My New Years resolution is to get back on track with this column.  Since I just received a Phishing Scam in my e-mail, I figured this would be a perfect subject for my first column of 2006.

For those who have not heard, phishing is an illegal attempt to obtain your personal information by a carefully crafted e-mail message that looks legitimate.  In my case, it was an e-mail that was purportedly from Chase bank.  Since Chase has been actively purchasing credit accounts everyone, I do happen to have a Chase card.  So, it’s plausible.  The e-mail told me that my bill and pay services would be terminated if I did not go to their website and verify my credentials.  The email is shown below:

 Dear Chase Bank Client, 
   
    This is your official notification from Chase Bank that the service(s) listed below will be deactivated and deleted if not renewed immediately. Previous notifications have been sent to the Billing Contact assigned to this account.
    As the Primary Contact you must renew the service(s)listed below or it will be deactivated and deleted.
        Renew Now your Chase Bank Bill Pay and Services.

    If you are not enrolled at Web Banking, please enter your SSN as Username, and account number as Password.
   
        SERVICE : Chase Bank with Bill Pay.      EXPIRATION : January 7, 2006 
        
   Thank you!
  
   Sincerely,
   Tricia Doyle , Customer Service

 If your received this notice and you are not authorized service holder, please be aware that it is in.

Just to see the where the rabbit hole went, I clicked on it (risky, but I make my living with this stuff).  I clicked on the link and it opened up a web page that was very official looking.  If I had not been a little wiser, I would have probably filled in my information and fell for it.  However, now that I had the webpage up, I decided to keep following the rabbit.  The biggest difference between this web page and the normal web page is that instead of going to their website URL (https://www.chase.com/cm/login), it went to an IP address (http://168.187.119.165/secure/chase/SSL/login.htm).  This is an obvious indicator that this is a scam as legitimate sites will not use an IP address but will always use a named address.

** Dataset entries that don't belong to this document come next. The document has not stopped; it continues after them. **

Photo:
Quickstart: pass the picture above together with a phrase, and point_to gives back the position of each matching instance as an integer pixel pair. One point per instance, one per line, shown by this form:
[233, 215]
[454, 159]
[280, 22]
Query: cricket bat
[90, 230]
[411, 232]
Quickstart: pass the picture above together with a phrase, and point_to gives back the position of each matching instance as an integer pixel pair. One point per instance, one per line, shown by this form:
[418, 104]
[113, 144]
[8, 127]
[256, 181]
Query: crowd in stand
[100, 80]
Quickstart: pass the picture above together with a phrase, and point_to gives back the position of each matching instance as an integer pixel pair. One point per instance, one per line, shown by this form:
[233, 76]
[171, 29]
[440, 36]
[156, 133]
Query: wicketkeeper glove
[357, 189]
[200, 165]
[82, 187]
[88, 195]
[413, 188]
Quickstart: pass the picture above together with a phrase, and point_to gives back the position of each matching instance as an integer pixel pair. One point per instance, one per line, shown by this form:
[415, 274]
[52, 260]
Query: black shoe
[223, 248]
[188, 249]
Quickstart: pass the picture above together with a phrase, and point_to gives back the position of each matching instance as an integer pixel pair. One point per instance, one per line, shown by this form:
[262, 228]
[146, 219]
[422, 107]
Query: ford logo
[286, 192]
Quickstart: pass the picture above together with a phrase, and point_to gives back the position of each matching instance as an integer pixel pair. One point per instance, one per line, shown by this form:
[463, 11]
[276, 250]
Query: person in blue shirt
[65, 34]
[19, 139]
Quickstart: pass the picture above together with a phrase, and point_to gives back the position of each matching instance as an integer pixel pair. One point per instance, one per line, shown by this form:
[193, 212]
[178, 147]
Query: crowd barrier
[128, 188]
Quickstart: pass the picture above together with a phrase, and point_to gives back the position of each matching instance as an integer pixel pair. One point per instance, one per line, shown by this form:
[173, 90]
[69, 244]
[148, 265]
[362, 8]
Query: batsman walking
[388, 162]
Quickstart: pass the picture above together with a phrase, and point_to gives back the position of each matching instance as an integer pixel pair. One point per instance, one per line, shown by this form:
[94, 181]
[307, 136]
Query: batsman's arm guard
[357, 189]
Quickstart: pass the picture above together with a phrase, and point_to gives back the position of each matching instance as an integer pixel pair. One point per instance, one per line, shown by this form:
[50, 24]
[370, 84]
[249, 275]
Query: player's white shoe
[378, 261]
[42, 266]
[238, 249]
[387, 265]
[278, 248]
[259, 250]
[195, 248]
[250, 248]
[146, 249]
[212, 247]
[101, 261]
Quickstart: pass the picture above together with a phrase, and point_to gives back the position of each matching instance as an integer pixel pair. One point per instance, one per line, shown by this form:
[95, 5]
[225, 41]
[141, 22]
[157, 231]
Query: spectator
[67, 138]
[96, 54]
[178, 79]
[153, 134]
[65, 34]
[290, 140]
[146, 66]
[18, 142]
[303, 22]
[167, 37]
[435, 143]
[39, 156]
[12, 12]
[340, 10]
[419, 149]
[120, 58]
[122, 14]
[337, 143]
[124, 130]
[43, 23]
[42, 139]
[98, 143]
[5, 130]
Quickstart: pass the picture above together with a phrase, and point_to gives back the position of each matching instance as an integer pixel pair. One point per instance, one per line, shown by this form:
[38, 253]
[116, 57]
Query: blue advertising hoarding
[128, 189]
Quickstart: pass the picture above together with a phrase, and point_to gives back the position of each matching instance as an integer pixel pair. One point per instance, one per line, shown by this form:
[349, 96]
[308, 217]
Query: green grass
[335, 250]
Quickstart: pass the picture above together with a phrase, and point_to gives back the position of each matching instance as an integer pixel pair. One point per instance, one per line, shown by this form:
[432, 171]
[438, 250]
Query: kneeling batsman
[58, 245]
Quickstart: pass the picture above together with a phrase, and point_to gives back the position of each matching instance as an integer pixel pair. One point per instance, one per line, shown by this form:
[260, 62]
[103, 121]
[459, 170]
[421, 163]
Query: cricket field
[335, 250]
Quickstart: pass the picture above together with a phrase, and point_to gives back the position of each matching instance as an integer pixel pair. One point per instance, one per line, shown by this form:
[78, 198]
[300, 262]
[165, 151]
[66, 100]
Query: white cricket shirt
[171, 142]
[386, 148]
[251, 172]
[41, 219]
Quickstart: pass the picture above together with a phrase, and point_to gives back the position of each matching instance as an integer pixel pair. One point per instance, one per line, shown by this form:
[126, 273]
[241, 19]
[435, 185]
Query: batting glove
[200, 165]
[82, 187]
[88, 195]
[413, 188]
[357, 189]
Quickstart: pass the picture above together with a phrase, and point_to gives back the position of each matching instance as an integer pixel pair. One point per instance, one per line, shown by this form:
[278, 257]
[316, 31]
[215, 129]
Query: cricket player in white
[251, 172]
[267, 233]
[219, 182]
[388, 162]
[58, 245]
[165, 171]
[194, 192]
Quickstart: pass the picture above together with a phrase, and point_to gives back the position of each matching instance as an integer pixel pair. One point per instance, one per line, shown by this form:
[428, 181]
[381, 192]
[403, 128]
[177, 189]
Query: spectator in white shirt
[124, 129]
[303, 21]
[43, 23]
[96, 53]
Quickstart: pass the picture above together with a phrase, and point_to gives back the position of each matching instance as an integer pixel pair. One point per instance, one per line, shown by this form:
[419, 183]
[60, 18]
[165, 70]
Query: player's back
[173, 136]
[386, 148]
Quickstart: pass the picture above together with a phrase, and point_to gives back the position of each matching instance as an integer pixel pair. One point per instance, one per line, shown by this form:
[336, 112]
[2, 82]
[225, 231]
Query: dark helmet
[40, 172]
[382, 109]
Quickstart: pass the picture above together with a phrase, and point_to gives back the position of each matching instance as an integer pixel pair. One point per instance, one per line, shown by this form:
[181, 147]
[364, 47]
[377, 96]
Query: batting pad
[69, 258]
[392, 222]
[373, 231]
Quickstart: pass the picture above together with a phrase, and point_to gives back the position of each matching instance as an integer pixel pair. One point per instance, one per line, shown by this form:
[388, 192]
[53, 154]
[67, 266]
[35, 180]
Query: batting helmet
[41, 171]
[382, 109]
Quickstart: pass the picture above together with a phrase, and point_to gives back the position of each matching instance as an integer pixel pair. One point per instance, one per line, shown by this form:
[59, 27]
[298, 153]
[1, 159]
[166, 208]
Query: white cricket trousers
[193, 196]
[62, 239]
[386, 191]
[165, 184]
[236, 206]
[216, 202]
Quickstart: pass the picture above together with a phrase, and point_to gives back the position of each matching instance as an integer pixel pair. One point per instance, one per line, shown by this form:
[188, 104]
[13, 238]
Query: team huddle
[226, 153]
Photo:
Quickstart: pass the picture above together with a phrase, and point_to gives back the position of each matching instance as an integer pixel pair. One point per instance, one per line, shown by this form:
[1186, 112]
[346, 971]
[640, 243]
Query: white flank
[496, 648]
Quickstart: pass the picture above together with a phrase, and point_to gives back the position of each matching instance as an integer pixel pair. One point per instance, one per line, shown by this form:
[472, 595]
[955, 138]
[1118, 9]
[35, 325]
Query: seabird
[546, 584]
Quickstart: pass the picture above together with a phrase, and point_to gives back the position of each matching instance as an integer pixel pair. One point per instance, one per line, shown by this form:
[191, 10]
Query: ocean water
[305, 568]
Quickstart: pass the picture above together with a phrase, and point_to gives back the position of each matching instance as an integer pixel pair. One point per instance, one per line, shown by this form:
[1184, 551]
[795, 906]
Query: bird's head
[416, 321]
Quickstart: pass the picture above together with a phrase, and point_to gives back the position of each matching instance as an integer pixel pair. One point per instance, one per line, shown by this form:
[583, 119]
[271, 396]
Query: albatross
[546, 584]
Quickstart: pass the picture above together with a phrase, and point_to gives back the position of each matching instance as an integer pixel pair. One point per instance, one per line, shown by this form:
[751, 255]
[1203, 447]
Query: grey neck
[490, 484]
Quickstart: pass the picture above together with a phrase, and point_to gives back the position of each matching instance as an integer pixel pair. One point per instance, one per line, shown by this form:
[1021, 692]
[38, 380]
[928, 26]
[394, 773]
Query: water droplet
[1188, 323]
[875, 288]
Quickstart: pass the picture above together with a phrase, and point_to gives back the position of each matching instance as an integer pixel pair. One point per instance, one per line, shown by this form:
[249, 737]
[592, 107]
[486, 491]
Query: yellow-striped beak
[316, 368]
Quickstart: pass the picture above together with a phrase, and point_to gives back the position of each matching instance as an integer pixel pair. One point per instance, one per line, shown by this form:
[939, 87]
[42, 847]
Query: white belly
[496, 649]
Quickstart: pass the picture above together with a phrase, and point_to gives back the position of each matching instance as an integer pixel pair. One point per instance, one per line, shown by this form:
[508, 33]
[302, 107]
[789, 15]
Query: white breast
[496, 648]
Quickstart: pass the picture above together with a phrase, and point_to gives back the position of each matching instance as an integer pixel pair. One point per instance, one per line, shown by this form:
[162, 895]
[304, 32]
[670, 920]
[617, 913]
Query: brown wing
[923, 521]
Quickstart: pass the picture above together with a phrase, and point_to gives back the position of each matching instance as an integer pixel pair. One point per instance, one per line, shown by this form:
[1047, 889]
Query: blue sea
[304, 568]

Now that I had the IP address of the website, I used an internet tool to find out where this led to.  It was curious to note that the IP address of this working scam site was located in Kuwait and was registered to the Ministry of Communations.  While it is doubtful that this IP address belongs to the actual Kuwait Ministry of Communications, it is possible that they have been hacked.

Speaking of hacked, I decided to find out where the e-mail originated from.  The origination was an address registered to IDAHO TECHNOLOGY INC in Salt Lake City, Utah.  While it is possible that this was a legitimate source of the e-mail, it was more than likely a computer that had been hacked.

So, now that I have all this information about this scam, what should I do with it.  Unfortunately, the answer is nothing!  While some non-profit groups have been setup to appear to work on these scams, there is no central authority that actively takes reports on these scams and takes actions to have them shut down.  In this case, I will be sending a report to Chase to let them know the latest fraud attempt on their bank and hopefully they will take the action to have the website shut down.  Normally, the average citizen should simply just delete the e-mail and never go through this much trouble.

What can be done?  Well, in the perfect world the FBI would be tracking this type of activity and immediately get these sites shut down to reduce the amount of money flowing into the criminal or terrorist network.  Unfortunately, we need our legislators to become informed on the dangers of these activities and the lack of effort to stop the crime before it happens.  In the meantime, we simply must all share the information with our family and friends to help educate them on the dangers.